Throughout this time, it never once occurred to me to take medical leave, and I never considered looking for something else that wouldn’t be so physically straining. I was a single earner, and I felt the pressure to return to what seemed like a sure thing. Oh, what I wish I could tell my former self now... Everything I have learned and experienced since then makes me wish I had been more open to considering other, more realistic work options. Then again, I still didn’t know this condition would be permanent, and that I’d still live with pain years later.
My identification with my work may have been over the top, and I now realize that I prioritized my dedication to my work and the environment I loved over my health. I couldn’t grasp that this contributed to further decline, and that my perseverance might have had a reasonable limit. I wonder how I might have reacted if someone had said to me, “It’s just a job! Find something else that will be easier on you and won't cost you as much physically, or maybe stop working for a while and let yourself recover!” As I write this, I imagine a wild horse looking at a cowboy determined to break it. I probably would have refuted this entirely and stomped the earth with my feet in defiance. However, I now wish I had said those words to myself and believed that, ultimately, even the job I had and loved was, in essence, “just a job.” I wish I had been more aware that pushing myself to the point I did, while hoping for miracles, was not in my best interest.
What I couldn’t consciously see at the time was how much of myself had been anchored in that position: my sense of financial security (we don’t pay teachers nearly enough in this country, and I was by no means rich), a sense of meeting my adult responsibility (health insurance, life insurance, etc.), my core identity, a significant source of purpose and pride, and perhaps above all, it was a position in which I got to experience a level of “flow” that energized me to no end. I couldn’t see how tightly I was clinging to each of those aspects, not yet grasping that there might be another, and healthier, way to achieve the same ends if I just let go of the fear that had locked me so firmly in place. Looking back, my resistance to the changes taking place -- ones I certainly hadn’t asked for -- resulted in so much self-inflicted pain of the emotional kind.

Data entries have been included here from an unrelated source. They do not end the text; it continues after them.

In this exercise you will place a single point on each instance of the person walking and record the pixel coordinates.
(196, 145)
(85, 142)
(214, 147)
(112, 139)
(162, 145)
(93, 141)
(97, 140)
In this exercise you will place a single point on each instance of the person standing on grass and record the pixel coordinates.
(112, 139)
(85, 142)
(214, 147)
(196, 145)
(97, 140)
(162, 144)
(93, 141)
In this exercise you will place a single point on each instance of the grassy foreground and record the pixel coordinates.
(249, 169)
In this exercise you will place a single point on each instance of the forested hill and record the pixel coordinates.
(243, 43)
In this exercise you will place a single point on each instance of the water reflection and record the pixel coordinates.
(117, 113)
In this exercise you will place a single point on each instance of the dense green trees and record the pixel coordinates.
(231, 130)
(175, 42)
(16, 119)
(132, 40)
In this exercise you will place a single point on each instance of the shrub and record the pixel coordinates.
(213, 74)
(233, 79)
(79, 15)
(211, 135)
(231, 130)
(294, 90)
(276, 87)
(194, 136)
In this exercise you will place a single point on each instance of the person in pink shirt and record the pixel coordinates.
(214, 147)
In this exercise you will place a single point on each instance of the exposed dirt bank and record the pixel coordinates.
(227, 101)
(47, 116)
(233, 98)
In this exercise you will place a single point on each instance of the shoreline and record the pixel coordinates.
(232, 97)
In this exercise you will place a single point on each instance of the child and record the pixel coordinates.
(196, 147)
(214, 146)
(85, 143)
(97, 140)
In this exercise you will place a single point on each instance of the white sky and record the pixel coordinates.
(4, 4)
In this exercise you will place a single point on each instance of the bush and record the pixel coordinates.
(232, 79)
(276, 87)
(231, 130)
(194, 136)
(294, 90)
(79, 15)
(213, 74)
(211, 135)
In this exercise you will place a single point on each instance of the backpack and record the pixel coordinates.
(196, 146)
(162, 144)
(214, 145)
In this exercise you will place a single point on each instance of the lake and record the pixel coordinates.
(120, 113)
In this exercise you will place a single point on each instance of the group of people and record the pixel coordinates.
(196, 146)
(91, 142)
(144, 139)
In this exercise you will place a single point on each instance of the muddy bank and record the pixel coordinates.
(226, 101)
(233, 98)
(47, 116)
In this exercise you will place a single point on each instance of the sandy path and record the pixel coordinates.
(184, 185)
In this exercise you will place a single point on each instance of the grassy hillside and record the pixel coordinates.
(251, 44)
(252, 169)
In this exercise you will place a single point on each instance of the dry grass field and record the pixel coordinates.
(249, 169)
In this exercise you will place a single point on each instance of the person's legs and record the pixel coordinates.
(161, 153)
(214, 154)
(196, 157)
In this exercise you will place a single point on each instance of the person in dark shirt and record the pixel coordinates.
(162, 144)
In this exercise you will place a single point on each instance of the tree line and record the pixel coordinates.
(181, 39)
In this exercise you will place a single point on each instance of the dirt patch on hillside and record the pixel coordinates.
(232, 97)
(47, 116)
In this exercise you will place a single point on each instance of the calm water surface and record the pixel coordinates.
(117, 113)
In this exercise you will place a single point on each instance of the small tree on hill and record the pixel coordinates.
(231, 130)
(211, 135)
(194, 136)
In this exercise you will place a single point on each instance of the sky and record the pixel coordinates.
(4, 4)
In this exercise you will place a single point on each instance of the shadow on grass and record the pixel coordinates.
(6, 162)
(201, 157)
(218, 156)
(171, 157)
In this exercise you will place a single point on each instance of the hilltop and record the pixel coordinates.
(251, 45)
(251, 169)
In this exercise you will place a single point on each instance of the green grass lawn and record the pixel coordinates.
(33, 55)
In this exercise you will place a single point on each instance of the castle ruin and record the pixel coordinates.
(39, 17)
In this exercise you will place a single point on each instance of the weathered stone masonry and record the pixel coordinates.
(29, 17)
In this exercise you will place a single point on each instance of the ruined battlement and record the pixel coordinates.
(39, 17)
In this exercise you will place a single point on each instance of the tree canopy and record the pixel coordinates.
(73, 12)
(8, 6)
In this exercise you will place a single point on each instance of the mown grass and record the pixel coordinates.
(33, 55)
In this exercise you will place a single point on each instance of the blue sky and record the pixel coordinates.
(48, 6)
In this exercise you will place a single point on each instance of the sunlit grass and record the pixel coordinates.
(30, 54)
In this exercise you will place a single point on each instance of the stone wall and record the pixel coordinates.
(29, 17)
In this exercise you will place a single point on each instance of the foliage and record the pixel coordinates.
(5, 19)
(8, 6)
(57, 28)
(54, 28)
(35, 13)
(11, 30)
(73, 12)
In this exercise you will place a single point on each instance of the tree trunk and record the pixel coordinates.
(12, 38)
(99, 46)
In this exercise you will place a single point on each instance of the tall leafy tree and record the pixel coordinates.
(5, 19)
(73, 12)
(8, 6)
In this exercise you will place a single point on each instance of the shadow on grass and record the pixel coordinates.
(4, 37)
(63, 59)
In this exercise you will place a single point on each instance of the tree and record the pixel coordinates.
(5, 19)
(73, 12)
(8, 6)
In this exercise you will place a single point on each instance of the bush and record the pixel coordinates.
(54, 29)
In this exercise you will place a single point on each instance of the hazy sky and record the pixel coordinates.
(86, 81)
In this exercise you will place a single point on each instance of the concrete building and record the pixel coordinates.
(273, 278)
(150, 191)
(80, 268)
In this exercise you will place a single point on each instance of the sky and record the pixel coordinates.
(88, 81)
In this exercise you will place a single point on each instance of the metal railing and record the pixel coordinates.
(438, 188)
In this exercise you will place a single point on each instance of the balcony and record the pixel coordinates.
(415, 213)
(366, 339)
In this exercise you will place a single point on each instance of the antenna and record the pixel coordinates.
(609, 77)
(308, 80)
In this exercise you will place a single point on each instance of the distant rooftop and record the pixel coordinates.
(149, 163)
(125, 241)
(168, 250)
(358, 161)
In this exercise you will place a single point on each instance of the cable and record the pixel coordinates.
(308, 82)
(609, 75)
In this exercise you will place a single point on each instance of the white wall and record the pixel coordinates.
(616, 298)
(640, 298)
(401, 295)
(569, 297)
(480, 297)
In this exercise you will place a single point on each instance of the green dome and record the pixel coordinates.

Once things reached the point where continuing to work was no longer an option, the administrative process that followed put me through quite the wringer. This additional stress layered itself on top of the physical, financial, and medical challenges I was already facing. I won’t elaborate here, but that specific part of the experience taught me that no matter how shiny the object, it may not be what it appears to be. Ultimately, it seemed it was “just a job” after all. Oh, how tightly I clung to hope, my idealism, and my work ethic for something that ended up caring much less about me than I did about it.
Years later, I find myself in my early 60’s, living on disability and worrying about what might happen if that goes away before I reach full retirement age. Although I was able to access my 401k funds early, I find myself relying on that to supplement my monthly income at a rate that alarms me. Those funds were meant to see me through the golden years of life, not to draw from just to make ends meet far sooner than that. It’s certainly not a situation I had ever expected to find myself in after decades of dedication and focus throughout my professional career. And so, I sit with the feelings that arise when I look back at how much I put into my former work life, only to find myself wrestling with a very different kind of fear -- not the fear that kept me pushing forward, but the uncertainty of what comes next.
Many people living with (or on) disability know this landscape well — the constant calculations, the unpredictability of the future, the very real worry about finances, healthcare, and what might happen if the fragile stability we’ve built suddenly shifts.
When I boil all the emotions — worry, regret, resentment, uncertainty, hopelessness — down to one essential truth statement, it would be this: It’s not fair.
All the nights and weekends, holiday and semester breaks working my tail off and giving it everything I had, all the mornings I was up at 5:00 a.m. to get a head start on grading and planning, all the time it took away from my family and friends...all the additional stress I was put under when I was most in need of help…only to find myself wondering how I’ll make it through whatever arises in the coming years, finding myself dependent on others in ways I never was before, and juggling all the basic, everyday things I need to hire help with from resources I don’t have…it’s not fair. And there’s nothing I can do about it. And I hate that.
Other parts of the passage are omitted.